Is Missouri approaching a future revenue crisis in public education that will make the current cash crunch look like child's play? We'll leave it to readers to decide.
This is not a question we take pleasure in asking, and since it is seldom mentioned, it is not a question we are even comfortable raising. But we ask it not because Missouri always seems to be waking up in a new world, facing problems that were not even anticipated a few months prior. Missourians may recall the federal-pension-refund crisis as only one of numerous crises that fit this why-didn't-anyone-tell-us genre.
We submit that an impending disaster in finding enough general revenue money to meet current state needs is rather elusive at the moment. Jefferson City will ostensibly collect sufficient billions in taxes, fees and licenses to limp through the fiscal year beginning July 1. For those of us who can still remember when budgets came in under $1 billion, a $9 billion state budget seems almost unreal, so large in fact that it should cover every conceivable kind of program devised by man and politician. But one need only study Gov. Ashcroft's proposed Fiscal 1992 recommendations to recognize how finely tuned they really are. There is, literally, almost no breathing room, with few dollars available for essential services.
As we have noted previously, the governor actually recommended $6.49 million less for the school foundation program in the next fiscal period than he did for the current year. It is important to recognize that the $1.134 billion earmarked for the foundation program in FY 1992 represents the most important figure in the entire budget for the state's 543 school districts. It is this program that determines the quality of education to be provided to the 800,000 children enrolled in Missouri's elementary and secondary classrooms.

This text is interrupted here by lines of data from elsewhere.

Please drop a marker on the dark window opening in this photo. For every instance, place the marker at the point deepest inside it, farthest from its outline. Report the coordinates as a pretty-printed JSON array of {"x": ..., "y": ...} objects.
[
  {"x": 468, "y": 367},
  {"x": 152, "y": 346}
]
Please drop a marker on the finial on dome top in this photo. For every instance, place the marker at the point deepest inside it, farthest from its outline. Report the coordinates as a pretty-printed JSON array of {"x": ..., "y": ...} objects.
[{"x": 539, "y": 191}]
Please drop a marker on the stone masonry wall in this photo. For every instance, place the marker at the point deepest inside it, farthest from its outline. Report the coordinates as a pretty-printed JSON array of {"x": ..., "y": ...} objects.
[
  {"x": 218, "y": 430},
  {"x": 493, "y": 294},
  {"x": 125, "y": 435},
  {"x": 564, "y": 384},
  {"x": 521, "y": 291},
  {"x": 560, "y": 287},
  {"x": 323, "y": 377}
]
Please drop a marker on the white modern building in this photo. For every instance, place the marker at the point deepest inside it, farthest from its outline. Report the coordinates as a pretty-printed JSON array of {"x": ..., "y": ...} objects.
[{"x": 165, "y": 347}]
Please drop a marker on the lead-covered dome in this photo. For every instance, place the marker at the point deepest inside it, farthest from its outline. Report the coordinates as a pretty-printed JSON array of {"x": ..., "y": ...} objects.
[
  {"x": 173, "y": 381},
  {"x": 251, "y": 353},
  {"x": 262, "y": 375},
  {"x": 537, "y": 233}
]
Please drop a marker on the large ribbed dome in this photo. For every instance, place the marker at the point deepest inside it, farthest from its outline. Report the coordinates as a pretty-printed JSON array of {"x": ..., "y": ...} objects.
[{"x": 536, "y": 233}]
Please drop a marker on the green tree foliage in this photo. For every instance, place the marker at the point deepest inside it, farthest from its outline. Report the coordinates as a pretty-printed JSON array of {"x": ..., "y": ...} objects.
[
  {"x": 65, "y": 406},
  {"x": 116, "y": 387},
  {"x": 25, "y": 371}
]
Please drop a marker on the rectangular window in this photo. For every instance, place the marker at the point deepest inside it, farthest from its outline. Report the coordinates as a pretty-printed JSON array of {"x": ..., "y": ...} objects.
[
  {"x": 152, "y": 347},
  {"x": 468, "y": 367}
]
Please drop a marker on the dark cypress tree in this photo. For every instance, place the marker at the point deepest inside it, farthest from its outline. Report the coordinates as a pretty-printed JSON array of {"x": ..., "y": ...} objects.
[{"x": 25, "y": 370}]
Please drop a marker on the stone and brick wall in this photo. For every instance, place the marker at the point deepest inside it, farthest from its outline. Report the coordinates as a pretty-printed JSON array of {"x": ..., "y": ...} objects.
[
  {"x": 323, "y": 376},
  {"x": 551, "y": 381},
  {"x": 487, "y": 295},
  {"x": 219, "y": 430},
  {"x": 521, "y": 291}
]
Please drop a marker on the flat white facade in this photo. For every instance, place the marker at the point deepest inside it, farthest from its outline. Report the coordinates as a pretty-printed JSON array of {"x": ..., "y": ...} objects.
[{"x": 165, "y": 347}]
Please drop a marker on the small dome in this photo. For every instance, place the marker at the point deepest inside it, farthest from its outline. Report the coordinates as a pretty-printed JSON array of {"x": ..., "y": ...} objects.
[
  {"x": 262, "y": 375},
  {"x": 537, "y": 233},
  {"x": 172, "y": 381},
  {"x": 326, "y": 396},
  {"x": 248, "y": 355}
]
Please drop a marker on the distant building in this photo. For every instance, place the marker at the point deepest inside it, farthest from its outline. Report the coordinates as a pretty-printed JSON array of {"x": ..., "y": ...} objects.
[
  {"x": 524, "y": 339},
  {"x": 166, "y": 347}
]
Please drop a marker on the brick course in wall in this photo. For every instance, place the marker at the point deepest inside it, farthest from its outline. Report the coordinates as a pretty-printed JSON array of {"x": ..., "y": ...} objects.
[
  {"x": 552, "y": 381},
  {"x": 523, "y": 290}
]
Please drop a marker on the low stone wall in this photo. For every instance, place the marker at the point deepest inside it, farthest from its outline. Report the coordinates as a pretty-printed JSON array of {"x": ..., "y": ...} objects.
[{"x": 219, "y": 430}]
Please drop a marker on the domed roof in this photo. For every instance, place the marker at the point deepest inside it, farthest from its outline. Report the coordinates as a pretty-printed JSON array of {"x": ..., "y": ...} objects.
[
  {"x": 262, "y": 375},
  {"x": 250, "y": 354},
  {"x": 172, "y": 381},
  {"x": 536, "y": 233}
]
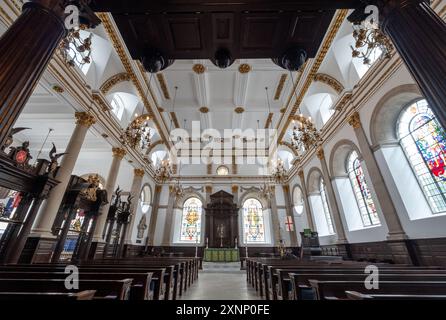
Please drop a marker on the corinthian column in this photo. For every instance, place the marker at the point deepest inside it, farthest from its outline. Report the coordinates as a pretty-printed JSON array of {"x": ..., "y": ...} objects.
[
  {"x": 47, "y": 213},
  {"x": 135, "y": 192},
  {"x": 118, "y": 155},
  {"x": 340, "y": 231},
  {"x": 25, "y": 50},
  {"x": 154, "y": 215},
  {"x": 306, "y": 202},
  {"x": 396, "y": 231},
  {"x": 289, "y": 213}
]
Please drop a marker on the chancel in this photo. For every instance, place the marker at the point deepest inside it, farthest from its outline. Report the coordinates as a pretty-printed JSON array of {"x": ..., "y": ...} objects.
[{"x": 196, "y": 150}]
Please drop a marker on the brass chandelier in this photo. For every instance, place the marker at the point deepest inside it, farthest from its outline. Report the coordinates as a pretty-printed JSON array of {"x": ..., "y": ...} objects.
[
  {"x": 370, "y": 40},
  {"x": 74, "y": 49},
  {"x": 305, "y": 135}
]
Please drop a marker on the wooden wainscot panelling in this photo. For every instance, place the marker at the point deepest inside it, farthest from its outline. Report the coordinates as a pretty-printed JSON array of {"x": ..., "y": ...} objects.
[{"x": 37, "y": 250}]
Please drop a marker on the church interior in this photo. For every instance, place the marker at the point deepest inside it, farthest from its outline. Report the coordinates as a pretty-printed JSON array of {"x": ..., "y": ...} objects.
[{"x": 207, "y": 150}]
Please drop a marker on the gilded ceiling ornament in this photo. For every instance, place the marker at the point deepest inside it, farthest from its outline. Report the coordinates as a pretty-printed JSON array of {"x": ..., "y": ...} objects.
[
  {"x": 119, "y": 152},
  {"x": 163, "y": 85},
  {"x": 280, "y": 86},
  {"x": 58, "y": 89},
  {"x": 139, "y": 172},
  {"x": 84, "y": 119},
  {"x": 114, "y": 80},
  {"x": 354, "y": 120},
  {"x": 199, "y": 68},
  {"x": 320, "y": 154},
  {"x": 102, "y": 104},
  {"x": 330, "y": 81},
  {"x": 244, "y": 68},
  {"x": 346, "y": 98},
  {"x": 239, "y": 110},
  {"x": 204, "y": 109}
]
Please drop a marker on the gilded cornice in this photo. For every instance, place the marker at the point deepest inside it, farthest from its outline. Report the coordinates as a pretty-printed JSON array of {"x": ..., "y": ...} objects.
[
  {"x": 280, "y": 86},
  {"x": 339, "y": 19},
  {"x": 114, "y": 80},
  {"x": 329, "y": 81}
]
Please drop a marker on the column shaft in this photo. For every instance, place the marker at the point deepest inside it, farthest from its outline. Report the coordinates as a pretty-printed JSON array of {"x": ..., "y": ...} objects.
[
  {"x": 340, "y": 231},
  {"x": 50, "y": 207}
]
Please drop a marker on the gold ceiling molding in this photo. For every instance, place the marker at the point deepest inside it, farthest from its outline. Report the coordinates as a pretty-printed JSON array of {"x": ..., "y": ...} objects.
[
  {"x": 58, "y": 89},
  {"x": 290, "y": 146},
  {"x": 6, "y": 16},
  {"x": 239, "y": 110},
  {"x": 329, "y": 81},
  {"x": 269, "y": 120},
  {"x": 346, "y": 98},
  {"x": 339, "y": 19},
  {"x": 244, "y": 68},
  {"x": 102, "y": 104},
  {"x": 163, "y": 85},
  {"x": 280, "y": 86},
  {"x": 204, "y": 109},
  {"x": 198, "y": 68},
  {"x": 175, "y": 119},
  {"x": 106, "y": 22},
  {"x": 114, "y": 80}
]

When the foundation distribution is reduced, most districts must reduce their classroom spending; when funds remain at the same level, most schools must also cut their classroom spending because of inflation, which in 1990 reached the high rate 6.1 percent growth. Since inflation increases the cost of supplies, schools need to have the same increase in new funds just to stay even. If districts are to carry out their task, they need not only increases matching the rate of inflation but additional money to buy improved services, raise teachers' salaries so they, too, can stay even with inflation and buy equipment and capital improvements that will enhance curricula.

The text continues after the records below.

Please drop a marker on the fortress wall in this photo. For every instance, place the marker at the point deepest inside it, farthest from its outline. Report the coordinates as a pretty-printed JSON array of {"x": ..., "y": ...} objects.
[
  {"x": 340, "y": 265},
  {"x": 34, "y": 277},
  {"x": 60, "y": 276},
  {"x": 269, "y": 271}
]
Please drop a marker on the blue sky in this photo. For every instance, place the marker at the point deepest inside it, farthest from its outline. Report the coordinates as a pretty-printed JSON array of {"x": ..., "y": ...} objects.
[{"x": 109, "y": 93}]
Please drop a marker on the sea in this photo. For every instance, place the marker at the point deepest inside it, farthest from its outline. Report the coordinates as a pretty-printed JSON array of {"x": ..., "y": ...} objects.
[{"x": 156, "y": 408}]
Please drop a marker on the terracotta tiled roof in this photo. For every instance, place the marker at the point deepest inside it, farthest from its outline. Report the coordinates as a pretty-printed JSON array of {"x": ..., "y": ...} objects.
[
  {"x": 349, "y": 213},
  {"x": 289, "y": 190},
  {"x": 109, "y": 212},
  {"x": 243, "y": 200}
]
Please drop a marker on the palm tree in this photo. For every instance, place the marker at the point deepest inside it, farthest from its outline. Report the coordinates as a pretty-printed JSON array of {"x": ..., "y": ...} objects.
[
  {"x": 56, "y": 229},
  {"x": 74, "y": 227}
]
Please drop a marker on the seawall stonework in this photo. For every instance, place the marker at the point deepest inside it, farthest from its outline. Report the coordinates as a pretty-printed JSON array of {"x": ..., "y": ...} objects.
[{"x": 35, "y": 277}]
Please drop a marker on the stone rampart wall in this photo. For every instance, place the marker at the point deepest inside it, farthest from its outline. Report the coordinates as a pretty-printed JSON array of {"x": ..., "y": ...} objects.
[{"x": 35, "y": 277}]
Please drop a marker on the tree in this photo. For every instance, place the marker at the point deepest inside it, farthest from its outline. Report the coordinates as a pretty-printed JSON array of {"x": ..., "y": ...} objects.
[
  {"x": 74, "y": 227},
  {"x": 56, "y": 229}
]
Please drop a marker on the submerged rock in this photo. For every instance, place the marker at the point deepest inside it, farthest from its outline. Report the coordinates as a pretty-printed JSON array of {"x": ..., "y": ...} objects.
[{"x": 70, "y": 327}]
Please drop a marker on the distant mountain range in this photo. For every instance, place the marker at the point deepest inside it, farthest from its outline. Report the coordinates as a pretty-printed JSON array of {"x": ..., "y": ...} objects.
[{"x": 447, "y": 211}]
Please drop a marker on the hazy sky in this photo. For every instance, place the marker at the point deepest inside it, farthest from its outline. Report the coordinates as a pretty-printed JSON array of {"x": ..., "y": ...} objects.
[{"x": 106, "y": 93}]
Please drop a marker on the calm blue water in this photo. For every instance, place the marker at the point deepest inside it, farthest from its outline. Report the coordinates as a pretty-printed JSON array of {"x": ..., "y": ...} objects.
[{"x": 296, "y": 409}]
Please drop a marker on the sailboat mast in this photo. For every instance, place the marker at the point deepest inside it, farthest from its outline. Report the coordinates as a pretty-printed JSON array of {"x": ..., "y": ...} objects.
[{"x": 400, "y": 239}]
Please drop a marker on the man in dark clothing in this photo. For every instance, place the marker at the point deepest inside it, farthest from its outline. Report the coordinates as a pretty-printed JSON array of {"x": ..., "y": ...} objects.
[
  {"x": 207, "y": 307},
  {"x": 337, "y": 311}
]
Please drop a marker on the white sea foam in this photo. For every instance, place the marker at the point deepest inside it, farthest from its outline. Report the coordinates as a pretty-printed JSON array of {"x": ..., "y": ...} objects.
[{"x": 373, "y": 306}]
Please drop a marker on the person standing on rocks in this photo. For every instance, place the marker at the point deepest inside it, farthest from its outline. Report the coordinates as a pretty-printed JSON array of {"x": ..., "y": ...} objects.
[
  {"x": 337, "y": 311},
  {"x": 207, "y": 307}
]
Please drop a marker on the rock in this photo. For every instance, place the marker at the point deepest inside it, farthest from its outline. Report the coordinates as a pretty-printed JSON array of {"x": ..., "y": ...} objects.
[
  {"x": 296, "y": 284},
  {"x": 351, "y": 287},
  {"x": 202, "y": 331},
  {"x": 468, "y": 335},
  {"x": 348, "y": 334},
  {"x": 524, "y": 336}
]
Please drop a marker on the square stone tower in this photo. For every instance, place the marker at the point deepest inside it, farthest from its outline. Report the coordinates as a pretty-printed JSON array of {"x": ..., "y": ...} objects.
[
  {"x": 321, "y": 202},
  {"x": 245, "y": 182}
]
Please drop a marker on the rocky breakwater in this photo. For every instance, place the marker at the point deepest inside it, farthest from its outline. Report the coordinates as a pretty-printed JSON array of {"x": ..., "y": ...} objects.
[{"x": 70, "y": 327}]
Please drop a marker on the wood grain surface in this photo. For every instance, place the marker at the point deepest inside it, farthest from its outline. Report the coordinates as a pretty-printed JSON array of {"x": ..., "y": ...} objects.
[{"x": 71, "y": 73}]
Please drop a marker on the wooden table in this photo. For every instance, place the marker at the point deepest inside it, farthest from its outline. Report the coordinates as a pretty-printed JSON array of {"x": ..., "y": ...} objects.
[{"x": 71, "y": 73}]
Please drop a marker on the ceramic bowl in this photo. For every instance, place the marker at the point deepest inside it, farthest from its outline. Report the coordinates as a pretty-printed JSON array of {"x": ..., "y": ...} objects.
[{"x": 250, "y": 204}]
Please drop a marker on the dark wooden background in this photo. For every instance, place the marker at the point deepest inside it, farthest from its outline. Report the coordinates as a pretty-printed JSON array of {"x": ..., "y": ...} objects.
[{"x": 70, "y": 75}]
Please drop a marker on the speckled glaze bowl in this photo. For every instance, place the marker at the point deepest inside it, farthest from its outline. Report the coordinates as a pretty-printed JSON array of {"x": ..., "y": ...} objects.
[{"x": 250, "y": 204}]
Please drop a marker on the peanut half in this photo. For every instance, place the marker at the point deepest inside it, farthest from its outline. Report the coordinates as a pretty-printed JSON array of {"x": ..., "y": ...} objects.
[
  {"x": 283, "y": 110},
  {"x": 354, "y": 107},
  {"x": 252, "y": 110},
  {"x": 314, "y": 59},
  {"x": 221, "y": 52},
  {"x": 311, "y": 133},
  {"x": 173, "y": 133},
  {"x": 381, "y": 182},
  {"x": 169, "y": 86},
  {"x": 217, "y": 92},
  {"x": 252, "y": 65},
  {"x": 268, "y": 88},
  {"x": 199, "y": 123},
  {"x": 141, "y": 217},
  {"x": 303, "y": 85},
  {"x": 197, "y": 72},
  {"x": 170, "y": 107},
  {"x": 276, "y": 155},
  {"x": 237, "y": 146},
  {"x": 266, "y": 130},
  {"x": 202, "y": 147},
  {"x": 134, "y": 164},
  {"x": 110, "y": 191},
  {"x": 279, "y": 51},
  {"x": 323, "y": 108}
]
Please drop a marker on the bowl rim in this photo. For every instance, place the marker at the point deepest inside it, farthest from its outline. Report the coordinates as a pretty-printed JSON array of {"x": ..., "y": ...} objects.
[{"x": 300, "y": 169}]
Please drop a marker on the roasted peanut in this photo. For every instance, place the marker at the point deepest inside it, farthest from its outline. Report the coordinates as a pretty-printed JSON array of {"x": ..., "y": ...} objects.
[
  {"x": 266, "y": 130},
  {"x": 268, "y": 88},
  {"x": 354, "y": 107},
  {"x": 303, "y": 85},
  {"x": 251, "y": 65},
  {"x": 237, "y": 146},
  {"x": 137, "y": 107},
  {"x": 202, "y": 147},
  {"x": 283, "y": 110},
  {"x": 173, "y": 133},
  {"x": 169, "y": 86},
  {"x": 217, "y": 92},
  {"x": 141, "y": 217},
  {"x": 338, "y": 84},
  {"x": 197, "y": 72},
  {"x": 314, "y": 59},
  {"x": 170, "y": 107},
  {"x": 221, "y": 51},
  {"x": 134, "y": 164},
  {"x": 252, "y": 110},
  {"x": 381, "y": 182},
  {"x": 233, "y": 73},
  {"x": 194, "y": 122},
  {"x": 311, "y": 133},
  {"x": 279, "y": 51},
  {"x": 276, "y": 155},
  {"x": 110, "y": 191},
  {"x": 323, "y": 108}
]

The threat of fiscal crisis begins to make itself visible when the state, as in the case of the planned FY 1992 budget, cannot find adequate revenue to keep pace with inflation. Just to stay even, the FY 1992 expenditure should be 6 percent higher than the present $1.140 billion allotment for the foundation program. Instead, it will be lower.
In an effort to correct inequities in the school aid distribution formula, several concerned lawmakers have been pushing to revise the plan to help districts where enrollments have increased. In the Columbia area, for example, it has been necessary for the district to build at least one new school every year just to keep up with enrollment increase. Despite rapid growth, schools such as Columbia have not received commensurate increases in foundation payments. Thus these areas not only need new buildings, they must also find other revenue just to provide minimum services. Correcting these pejorative results of increased population is a matter of equity, and if the issue is raised in a federal court, the governor and the General Assembly could find themselves facing still another crisis that must be solved by still another special session. Which will, in turn, mean higher costs for the taxpayer, without a single penny going to correct this long-standing problem that so few in the state Capitol seem willing to address. Taxpayers will get a double dose of taxes because of this neglect.
To address this problem, lawmakers such as state Rep. Annette Morgan, chairman of the House Education Committee, have agreed to a so-called "hold harmless" plan that will maintain foundation payments at existing levels for districts with a reduced school census. Without such a provision, the City of St. Louis district would lose $13 million in the first year of a revised, more equitable formula; other districts would suffer proportionately. The cost of this revision, alone, will call for additional millions above current appropriations, which as noted above, will be reduced for foundation payments.
If Missouri is to gain and not lose standing in how well it supports each public school student, it will have to find additional millions of dollars; even if the state chooses just to remain at its present level of funding, it must find more revenue or Missouri will face an educational calamity that will make us the unenviable example of the nation. Those who see no problem ahead are either blind or dumb, or both. The truth is that within a couple of years, or less, Missouri will be scrambling wildly for additional millions in revenue, all the while wondering why we were so calm and complacent back in 1991. Why do we never learn?